Il y avait tous les indices qui montraient qu’on ne serait pas bons lors de cette Coupe du Monde. Nous nous sommes laborieusement qualifiés dans un groupe où il y avait le Togo, le Gabon et le Maroc. Mais nous avons fait passer le Togo, le Gabon et le Maroc pour des foudres de guerre afin de nous attribuer le mérite d’un miracle. Personne n’a eu le courage de dire que se qualifier dans ce groupe là n’était pas un miracle et si c’en était un, ça veut dire qu’un échec cuisant nous attendait forcément en Coupe du Monde où il n’y aurait pas de Togo ni de Gabon.

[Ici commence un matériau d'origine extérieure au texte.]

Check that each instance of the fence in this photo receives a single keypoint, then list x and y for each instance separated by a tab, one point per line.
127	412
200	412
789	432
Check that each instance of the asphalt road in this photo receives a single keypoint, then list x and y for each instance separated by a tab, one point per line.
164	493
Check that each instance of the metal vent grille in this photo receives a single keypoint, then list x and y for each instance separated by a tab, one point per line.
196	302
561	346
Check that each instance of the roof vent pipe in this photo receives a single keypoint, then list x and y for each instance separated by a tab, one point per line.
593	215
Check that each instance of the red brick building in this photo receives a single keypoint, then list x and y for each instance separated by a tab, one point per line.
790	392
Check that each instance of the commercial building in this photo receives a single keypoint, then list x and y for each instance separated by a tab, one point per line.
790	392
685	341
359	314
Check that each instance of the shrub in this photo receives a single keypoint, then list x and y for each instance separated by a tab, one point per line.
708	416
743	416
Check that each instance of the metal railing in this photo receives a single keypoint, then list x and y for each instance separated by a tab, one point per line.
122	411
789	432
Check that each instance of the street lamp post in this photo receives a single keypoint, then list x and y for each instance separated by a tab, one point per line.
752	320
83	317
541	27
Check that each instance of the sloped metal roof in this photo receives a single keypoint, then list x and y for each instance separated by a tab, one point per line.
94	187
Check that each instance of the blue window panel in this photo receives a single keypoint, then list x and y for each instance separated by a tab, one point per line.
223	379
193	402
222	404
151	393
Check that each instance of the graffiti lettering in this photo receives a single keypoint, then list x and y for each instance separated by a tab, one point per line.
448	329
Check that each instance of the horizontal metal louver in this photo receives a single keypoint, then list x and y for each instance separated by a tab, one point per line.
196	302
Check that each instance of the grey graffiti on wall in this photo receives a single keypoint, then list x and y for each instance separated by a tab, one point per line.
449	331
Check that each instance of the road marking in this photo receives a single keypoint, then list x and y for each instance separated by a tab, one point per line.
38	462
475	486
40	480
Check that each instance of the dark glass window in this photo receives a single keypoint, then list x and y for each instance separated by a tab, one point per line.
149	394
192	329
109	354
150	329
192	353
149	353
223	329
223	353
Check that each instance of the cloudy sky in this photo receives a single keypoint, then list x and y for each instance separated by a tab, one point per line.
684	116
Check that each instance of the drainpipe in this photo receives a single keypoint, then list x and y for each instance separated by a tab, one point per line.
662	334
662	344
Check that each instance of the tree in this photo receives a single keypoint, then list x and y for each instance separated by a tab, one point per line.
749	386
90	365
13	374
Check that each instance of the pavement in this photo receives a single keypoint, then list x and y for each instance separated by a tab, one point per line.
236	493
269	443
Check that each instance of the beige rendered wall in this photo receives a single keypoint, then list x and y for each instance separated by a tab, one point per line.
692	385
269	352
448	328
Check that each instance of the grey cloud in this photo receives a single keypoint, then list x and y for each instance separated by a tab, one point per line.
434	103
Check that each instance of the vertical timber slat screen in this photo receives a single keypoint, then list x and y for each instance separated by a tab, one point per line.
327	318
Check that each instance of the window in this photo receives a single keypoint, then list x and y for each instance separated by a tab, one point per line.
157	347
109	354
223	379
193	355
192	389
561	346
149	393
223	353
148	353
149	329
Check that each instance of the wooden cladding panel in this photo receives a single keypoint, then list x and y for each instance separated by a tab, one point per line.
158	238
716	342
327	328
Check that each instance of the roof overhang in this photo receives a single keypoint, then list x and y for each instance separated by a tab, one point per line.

Si pour pouvoir se galvaniser d’avoir gravi les hauteurs en saut en hauteur, vous abaissez la barre, ne vous étonnez pas que si vous allez à une compétition mondiale, vous ne franchissiez aucune barre. Nous avons rabaissé nos exigences. Donc, évidemment, nous nous satisfaisons de faux obstacles que nous nous posons nous-mêmes. Quand une équipe du Cameroun, qui se veut être leader africain et qui devait être l’espoir de l’Afrique pour remporter la Coupe du Monde est contente de se qualifier péniblement dans un groupe où il ya le Gabon et le Togo, lorsque cette équipe va en Coupe d’Afrique des Nations et sort en quart de finale et qu’à cette Can, le Gabon confirme que le Cameroun est à son niveau puisqu’il le bat, et que jusque-là, on ne se rend pas compte de ce qui est en train de se passer, on ne peut pas après crier à la surprise quand en Coupe du Monde on ne gagne pas de match.
Les problèmes internes à l’équipe dont les journaux ont récemment parlé ont-ils aussi pu être à l’origine de cette débâcle ?
Les problèmes internes font partie de la cohérence dont je parlais tantôt. Si vous gérez votre équipe avec complaisance ou dans l’incompétence, les problèmes internes naîtront. Les problèmes internes sont le résultat d’une absence de rigueur. Le management est là pour veiller à ce qu’il n’y ait pas de problèmes internes. Il n’y a jamais de problèmes internes chez les vainqueurs, il n’y a jamais de problèmes internes chez les compétents, il n’y a jamais de problèmes internes chez les champions. Les problèmes internes c’est pour ceux qui ne passeront pas. Parce que, forcément, ça veut dire qu’il ya un problème de management. Il n’ya pas de problèmes internes là où il y a un manager rigoureux et compétent.